Dear Betzy user: The filesystem is yet again almost full. This causes substantial performance degradation.
This is how you can help:
Please have a look on your own or your project files on Betzy and delete all files that are not strictly needed.
Dear Betzy user: The filesystem is yet again almost full. This causes substantial performance degradation.
This is how you can help:
Please have a look on your own or your project files on Betzy and delete all files that are not strictly needed.
Due to a completely full filesystem on Betzy, we have had to resort to changing the age limit on data in the work folder on Betzy. We are now deleting all data that is older than 17 days from the work folders. This problem will persist until we have the nev NIRD up in production. Hopefully we will not have to further move the limit, but be aware that data in the work folder is not backed up, and could potentially be deleted at any point. Important data should therefore be moved to either your home directory or a project folder.
[2023-01-10 15:40]
We have now updated the job statistics that is printed at the end of the slurm-NNN.out files. The output is updated on Saga and Fram, and will be updated on Betzy shortly.
We hope the new output is more readable, understandable and usable.
It is possible to get the same output on the terminal with the command jobstats -j <jobid> (note: this only works for jobs that are finished). The jobstats command also has a –verbose switch which will produce more detailed output, hints and comments (this will be expanded as time goes).
We have tested the changes on all clusters, but errors can happen, so if you spot any errors and/or missing output in your jobs, please let us know.
During the next few days we will test and possibly change some configuration settings for infiniband on Betzy. It should not affect jobs, but some computenodes might become unavailable for short periods of time.
Dear Betzy user. We will update firmware on some of the Betzy storage servers Wednesday (2022-12-14) morning between 08:00 and 10:00. Jobs should not be affected, but you might experience slow access to files a few minutes at a time.
We apologize for the inconvenience.
[UPDATE, 2022-12-19 12:50] The change has been implemented on Saga too now.
2022-12-07 12:50
We have done a small change in the configuration of the queue system on Betzy and Fram now. The change has the effect that if one of the processes started by “srun” in a job fails (for instance due to a segmentation fault), “srun” will now kill the remaining processes of that job step (just like “mpirun” does). Previously, the remaining processes were left running, possibly until the job timed out. This should solve many of the cases where jobs that fail do not get terminated, but continue until they time out.

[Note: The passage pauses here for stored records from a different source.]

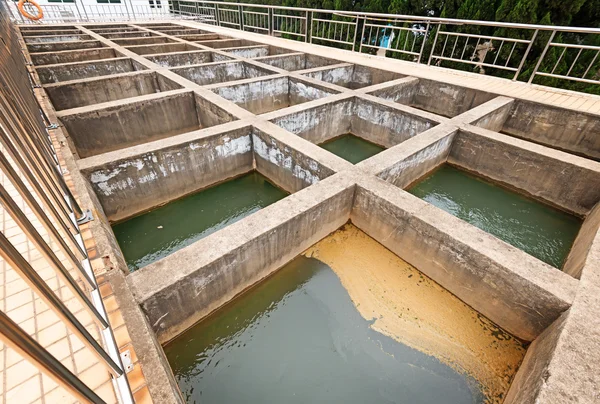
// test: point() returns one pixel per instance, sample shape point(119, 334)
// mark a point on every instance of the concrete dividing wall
point(289, 168)
point(569, 182)
point(564, 129)
point(81, 55)
point(517, 292)
point(84, 70)
point(581, 247)
point(419, 157)
point(316, 125)
point(436, 97)
point(212, 271)
point(157, 116)
point(138, 182)
point(105, 89)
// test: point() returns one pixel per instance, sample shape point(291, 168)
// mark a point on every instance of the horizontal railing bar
point(37, 284)
point(14, 336)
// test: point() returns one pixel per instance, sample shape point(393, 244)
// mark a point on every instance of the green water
point(352, 148)
point(162, 231)
point(298, 338)
point(537, 229)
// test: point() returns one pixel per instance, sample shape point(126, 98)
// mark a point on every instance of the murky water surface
point(352, 148)
point(301, 337)
point(162, 231)
point(538, 229)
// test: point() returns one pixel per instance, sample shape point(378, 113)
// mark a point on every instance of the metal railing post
point(537, 65)
point(30, 349)
point(526, 54)
point(439, 26)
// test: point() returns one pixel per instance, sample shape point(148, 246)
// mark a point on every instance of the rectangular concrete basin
point(82, 55)
point(372, 122)
point(257, 51)
point(221, 72)
point(448, 100)
point(187, 58)
point(83, 70)
point(104, 89)
point(353, 76)
point(60, 46)
point(268, 95)
point(297, 61)
point(161, 48)
point(131, 122)
point(227, 43)
point(142, 41)
point(56, 38)
point(573, 131)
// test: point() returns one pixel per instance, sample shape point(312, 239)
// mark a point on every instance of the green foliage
point(583, 13)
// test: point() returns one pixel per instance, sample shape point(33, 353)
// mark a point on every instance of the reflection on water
point(539, 230)
point(298, 338)
point(162, 231)
point(352, 148)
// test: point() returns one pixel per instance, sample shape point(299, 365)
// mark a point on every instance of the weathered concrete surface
point(269, 95)
point(519, 293)
point(221, 72)
point(287, 167)
point(297, 61)
point(569, 182)
point(51, 58)
point(212, 271)
point(66, 95)
point(187, 58)
point(61, 46)
point(84, 70)
point(583, 243)
point(132, 181)
point(439, 98)
point(354, 76)
point(161, 48)
point(376, 123)
point(564, 129)
point(122, 123)
point(417, 157)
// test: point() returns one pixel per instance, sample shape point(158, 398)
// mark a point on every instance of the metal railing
point(35, 197)
point(552, 54)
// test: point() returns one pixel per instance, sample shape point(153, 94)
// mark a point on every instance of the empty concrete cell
point(444, 99)
point(142, 41)
point(297, 61)
point(227, 43)
point(353, 76)
point(354, 129)
point(61, 46)
point(222, 177)
point(573, 131)
point(56, 38)
point(104, 89)
point(125, 123)
point(521, 193)
point(81, 55)
point(161, 48)
point(83, 70)
point(257, 51)
point(134, 34)
point(221, 72)
point(268, 95)
point(187, 58)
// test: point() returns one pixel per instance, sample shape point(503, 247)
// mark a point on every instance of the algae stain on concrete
point(540, 230)
point(409, 307)
point(298, 337)
point(352, 148)
point(162, 231)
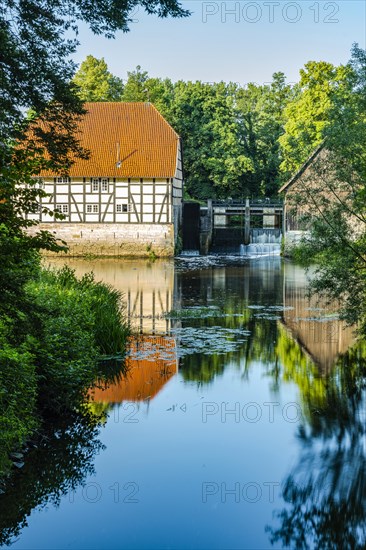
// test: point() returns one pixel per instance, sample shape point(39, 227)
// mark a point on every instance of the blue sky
point(240, 41)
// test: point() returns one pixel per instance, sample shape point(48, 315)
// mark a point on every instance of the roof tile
point(134, 135)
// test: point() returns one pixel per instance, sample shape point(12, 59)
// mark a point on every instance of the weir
point(246, 228)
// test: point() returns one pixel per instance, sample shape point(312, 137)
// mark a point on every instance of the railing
point(254, 203)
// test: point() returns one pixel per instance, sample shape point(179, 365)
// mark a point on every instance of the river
point(240, 422)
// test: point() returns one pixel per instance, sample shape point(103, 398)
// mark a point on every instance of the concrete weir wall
point(113, 240)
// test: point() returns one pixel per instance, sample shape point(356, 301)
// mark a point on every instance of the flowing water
point(240, 422)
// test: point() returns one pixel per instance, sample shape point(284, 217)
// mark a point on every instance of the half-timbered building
point(126, 198)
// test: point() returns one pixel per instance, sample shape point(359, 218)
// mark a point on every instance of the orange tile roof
point(135, 134)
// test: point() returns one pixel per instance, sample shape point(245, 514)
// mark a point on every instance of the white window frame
point(104, 185)
point(123, 208)
point(62, 208)
point(95, 182)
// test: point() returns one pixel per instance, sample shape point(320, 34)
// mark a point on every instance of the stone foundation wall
point(114, 240)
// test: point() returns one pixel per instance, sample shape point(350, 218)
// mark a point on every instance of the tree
point(204, 116)
point(337, 239)
point(96, 83)
point(141, 87)
point(261, 115)
point(35, 74)
point(308, 116)
point(36, 45)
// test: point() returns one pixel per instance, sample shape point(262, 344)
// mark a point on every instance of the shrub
point(17, 395)
point(78, 321)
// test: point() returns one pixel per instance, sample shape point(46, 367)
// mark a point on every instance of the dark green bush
point(79, 321)
point(18, 390)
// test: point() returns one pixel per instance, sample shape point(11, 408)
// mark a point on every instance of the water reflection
point(151, 363)
point(59, 461)
point(326, 491)
point(321, 335)
point(230, 328)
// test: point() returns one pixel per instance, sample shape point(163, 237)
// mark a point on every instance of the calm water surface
point(240, 422)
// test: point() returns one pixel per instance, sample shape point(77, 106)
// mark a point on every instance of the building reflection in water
point(148, 289)
point(321, 335)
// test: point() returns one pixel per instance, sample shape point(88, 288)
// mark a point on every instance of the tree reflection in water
point(57, 464)
point(326, 491)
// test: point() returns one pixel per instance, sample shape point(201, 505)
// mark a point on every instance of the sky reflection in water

The same change will be applied to Saga in about two weeks.
The new behaviour is especially useful when combined with having “set -e” or “set -o errexit” earlier in the job script, because then Slurm will terminate the whole job when an “srun” exits due to one of its processes failing.
If one wants the old behaviour of “srun”, one can override the configuration by using “srun –kill-on-bad-exit=0” instead of just “srun”.
2022-11-28
Most of the NRIS staff is busy with an NRIS all-hands meeting this week, so we will have less capacity to handle support issues. But we will try our best to answer questions.
[UPDATE, 2022-11-25 10:00: Maintenance is finished and Betzy will be back in production within 12:00]
[UPDATE, 2022-11-21 09:00: Maintenance has started]
Dear users,
There will be an urgent maintenance stop on Betzy next week, starting Monday 2022-11-21 at 10:00. The stop will last until Thursday 2022-11-24 at 18:00. The maintenance concerns important system upgrades.
We apologize for the short notice on this downtime.
2022-11-11
Because the file system used to store Fram and Betzy project area backups on Saga is full, we have had to stop any further backup of Fram and Betzy project areas. (I.e., /cluster/projects/nnXXXXk on Fram and Betzy).
Already backed up files are still stored, but no new or changed files will be backed up.
The backup will be re-enabled when enough data has been migrated from Saga to the new NIRD storage.
Dear Betzy users,
One of the HPC projects on our infrastructure will be performing a large-scale benchmark on Friday 4 November 09:00 – 19:00. Approximately 1024 nodes will be reserved for this purpose. Once the benchmarking is concluded the machine will resume normal production.